Saffron is one of the oldest botanical products of all time, and currently the most expensive in the world by weight. Now primarily employed as a gourmet spice, it has a varied and illustrious history with multiple uses and roles—50,000-year-old prehistoric depictions in Iran contain saffron-based pigments; ancient Persians wove saffron threads into their fabrics and offered them to their divinities; Phoenicians used saffron as a treatment for melancholy; and Alexander the Great used saffron infusions in his bath to heal battle wounds.
Fast forward to the present day. A dedicated group of former U.S. Army engineers are determined to use saffron to help heal the battle wounds of an entire country—Afghanistan. The climate there is perfect for the cultivation of saffron, but conflict and strife have made producing and marketing it nearly impossible.

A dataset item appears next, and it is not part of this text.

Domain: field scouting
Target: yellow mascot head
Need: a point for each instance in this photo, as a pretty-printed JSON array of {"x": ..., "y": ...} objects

A Warehouse Full of Saffron
Enter Kimberly Jung and her compatriots. As Army engineers in Afghanistan, they had established relationships on the ground. So when a fellow vet told Jung, who had left the Army to attend Harvard Business School, about a farmer with a warehouse full of saffron and no way to sell it, she sensed an opportunity. “I thought to myself, I’m here at Harvard learning how to create value; what better way to do that than by connecting Afghan farmers to the market and helping them to grow their business while creating my own?” So where Jung had once searched for roadside bombs, she began to seek out local farmers.
The company started small. In fact, Jung carried her first shipment of saffron by hand back to Boston, and drove around selling it to gourmet shops and farmers markets. But the idea caught on, and now Rumi Spice is a thriving B-Corp certified company, an “ethical luxury brand” found in natural groceries and high-end restaurants across the country. Rumi Spice has also expanded beyond saffron to offer other ethically sourced and socially responsible Afghan spices, including wild black cumin and unique spice blends.
Peace Is the Purpose
Despite the company’s success, its mission remains the same: to cultivate peace in Afghanistan by building demand for Afghan agricultural products and creating a global supply chain. And by giving farmers a viable and lucrative alternative to growing opium poppies, these Army vets hope to lessen the influence of the Taliban’s grip on local communities.
It hasn’t been an easy road, but these vets and the people who toil alongside them aren’t easily discouraged. “Mission and purpose are at the core of everything we do,” says Jung. “Economically empowering Afghan farmers, inspiring Afghan women through direct wages, and building out Afghanistan’s agricultural infrastructure.
“Rumi Spice strives to portray the huge value of Afghan spices, culture, and people. Afghanistan has a lot to offer the world. It’s not just a place of war, terrorism, and opium. What we’re doing is changing the world—and we’re proud of it!”